Friday, June 05, 2009
Scott Boras is right
Wayne Gretzky signed a 21-yr $5MM deal at the age of 18 in the WHA (right at center ice). The fantastic thing about the WHA is that all the underaged players signed (NHL drafting age at the time was 20) would be similar to what a free agent would be. Gretzky’s contract would be equivalent to a $3.2MM deal if you presumed 5% growth. Or, in other words, if he signed a 150,000$ salary at age 18, with an annual 5% raise for the next 21 years. That would be pretty much what the stars of the day were getting already. And he only played a handful of WHA games when he signed that deal. Gretzky was the can’t miss prospect to end all can’t miss prospects, who managed to sign a virtual free agent contract. Nothing like it has ever happened. What this shows is that prospects have tremendous value, if you can price it right. This is exactly what actuaries do with any other product (or service, which is what athletes provide), and what mom & pop do when buying stocks with no history.

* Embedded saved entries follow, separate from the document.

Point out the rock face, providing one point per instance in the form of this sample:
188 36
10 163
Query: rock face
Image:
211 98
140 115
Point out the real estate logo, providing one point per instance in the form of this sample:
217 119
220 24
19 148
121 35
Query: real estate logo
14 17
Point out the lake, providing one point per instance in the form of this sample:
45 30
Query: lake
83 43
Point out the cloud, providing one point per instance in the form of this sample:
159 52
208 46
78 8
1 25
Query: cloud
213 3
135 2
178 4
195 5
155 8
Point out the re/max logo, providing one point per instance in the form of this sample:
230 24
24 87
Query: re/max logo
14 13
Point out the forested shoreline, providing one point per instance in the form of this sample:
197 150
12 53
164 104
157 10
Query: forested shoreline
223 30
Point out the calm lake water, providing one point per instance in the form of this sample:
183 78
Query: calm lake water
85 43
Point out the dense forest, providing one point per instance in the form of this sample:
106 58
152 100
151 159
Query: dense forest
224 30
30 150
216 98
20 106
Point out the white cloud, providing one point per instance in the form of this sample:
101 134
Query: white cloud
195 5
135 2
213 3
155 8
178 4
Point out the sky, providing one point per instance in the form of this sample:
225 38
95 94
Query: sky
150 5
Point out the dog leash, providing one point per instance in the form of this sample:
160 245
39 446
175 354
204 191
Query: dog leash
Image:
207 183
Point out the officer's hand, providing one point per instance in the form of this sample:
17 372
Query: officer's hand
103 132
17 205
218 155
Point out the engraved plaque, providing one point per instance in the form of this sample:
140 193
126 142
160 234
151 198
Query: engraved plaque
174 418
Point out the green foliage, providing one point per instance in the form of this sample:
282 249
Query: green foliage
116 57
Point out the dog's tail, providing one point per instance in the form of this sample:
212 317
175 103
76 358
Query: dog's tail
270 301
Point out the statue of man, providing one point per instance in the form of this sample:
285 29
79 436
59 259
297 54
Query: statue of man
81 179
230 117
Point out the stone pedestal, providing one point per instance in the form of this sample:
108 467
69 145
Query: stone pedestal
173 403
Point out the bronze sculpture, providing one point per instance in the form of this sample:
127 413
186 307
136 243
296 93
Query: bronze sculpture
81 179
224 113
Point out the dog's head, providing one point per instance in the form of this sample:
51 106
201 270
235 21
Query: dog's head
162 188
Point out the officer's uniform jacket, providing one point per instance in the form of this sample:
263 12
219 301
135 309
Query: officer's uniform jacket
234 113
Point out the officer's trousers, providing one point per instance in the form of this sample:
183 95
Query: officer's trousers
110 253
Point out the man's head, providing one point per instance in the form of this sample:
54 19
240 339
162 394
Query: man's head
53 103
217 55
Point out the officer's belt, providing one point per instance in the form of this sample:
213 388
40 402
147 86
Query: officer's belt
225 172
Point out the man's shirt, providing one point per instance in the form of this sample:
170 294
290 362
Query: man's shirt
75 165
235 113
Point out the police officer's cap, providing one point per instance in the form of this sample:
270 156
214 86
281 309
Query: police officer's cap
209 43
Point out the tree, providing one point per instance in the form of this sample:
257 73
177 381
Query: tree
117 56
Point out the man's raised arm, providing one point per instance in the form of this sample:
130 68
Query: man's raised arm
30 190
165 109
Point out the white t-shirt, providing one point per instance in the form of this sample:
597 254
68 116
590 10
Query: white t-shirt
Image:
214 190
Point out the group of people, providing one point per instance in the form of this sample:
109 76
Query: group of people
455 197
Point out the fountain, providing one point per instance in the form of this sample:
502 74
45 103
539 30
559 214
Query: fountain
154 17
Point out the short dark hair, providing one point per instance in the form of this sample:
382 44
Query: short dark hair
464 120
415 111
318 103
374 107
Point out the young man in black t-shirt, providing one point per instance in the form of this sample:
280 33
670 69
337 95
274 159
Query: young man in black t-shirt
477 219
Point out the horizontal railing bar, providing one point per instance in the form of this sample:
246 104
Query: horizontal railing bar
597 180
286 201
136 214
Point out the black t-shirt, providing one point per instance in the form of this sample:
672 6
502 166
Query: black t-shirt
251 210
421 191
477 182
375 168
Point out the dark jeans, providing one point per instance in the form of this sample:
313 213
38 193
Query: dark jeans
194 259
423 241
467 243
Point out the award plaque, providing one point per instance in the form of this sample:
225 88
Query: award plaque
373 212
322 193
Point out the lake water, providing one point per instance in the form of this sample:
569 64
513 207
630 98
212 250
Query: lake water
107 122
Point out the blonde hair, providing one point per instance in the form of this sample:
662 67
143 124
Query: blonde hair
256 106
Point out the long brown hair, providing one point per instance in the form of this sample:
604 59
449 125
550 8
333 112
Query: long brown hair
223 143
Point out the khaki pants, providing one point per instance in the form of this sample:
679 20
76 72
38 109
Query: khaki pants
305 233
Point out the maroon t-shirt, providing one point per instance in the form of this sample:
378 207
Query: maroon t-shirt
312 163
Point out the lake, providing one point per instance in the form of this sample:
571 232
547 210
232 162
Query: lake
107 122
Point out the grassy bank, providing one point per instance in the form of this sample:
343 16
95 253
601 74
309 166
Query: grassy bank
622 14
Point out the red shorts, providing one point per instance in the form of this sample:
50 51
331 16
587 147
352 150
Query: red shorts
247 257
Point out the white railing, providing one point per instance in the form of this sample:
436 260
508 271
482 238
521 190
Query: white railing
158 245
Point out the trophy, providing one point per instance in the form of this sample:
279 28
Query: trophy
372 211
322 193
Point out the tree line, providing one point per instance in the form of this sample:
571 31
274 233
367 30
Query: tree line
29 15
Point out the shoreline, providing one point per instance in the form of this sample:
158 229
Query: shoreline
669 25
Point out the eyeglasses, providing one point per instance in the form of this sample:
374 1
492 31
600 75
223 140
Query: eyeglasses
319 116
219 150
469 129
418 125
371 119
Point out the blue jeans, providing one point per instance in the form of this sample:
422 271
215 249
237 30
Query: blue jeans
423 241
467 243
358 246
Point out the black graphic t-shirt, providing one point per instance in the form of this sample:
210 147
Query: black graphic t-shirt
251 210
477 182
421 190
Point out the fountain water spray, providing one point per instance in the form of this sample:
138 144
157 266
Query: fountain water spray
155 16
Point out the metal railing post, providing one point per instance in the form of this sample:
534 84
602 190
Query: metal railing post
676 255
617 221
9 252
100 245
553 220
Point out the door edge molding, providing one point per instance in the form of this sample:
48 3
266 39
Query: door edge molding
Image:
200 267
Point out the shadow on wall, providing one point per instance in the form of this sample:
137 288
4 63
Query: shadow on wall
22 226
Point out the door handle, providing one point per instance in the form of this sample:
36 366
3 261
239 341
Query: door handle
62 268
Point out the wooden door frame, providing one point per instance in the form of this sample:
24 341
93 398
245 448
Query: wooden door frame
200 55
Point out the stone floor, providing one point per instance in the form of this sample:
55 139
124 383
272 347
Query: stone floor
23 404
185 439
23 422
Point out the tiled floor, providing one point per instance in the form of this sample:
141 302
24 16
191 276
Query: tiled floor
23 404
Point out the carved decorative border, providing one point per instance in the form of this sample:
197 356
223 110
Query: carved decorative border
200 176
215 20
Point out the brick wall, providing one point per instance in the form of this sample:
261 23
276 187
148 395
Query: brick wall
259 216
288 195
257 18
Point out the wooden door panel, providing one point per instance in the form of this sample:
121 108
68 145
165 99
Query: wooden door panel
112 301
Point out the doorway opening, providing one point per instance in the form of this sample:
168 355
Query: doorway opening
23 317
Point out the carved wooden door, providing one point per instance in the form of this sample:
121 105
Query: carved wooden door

The first six years of an MLB player’s career is paid at around 30% of what he would get as a free agent. A player leaves 70 cents on the free agent dollar, in order to abide by the CBA. A CBA he is a party of once he is part of the 40-man roster. Until then, he’s really a free agent. The draft somehow exists, and it remains mostly unchallenged, if only because virtually all the players accept it as the price of gaining entry. They figure they’ll make it up in the end.
Or, before the beginning. That’s what Scott Boras is for. If you have a true star player, a can’t miss kind of player, a one-of-a-kind player, you would expect that player to provide you with about 30 WAR (wins above replacement) over 6 years. 30 WAR is worth around $130MM. However, this can’t miss player will only get $40MM if he were to sign a MLB contract before playing his first game. (Think Evan Longoria, but better, if you want.)
Now, free agents are terribly overpriced to begin with. So, while this can’t miss player is worth $130MM in free agent dollars, if they made ALL players free agents, he would not sniff this. Free agents get a premium because MLB management has made their supply so limited (how’s that for shooting yourself in the foot?). This can’t miss player is likely really worth one-third less than that if the free agent market was more plentiful. So, that would be around $90MM. That’s the true value of the can’t miss player, if athlete services would be more readily available on the open market.
This can’t miss player, under the current CBA, will probably get a $40MM 6-yr deal after playing for one month. He’ll be leaving $50MM on the table.
And Scott Boras wants that money in the beginning. He is right on this one. However, he will ALSO want the premium free agents will get on the back-end as well. This of course is not fair, which is why the can’t miss player is required to leave the $50MM on the table today, so that he’s going to get it in free agency.
Now, whether Stephen Strasburg is MLB’s equivalent of Wayne Gretzky, I don’t know. The question to ask is what kind of deal would he have signed, had there been the equivalent of the WHA in baseball.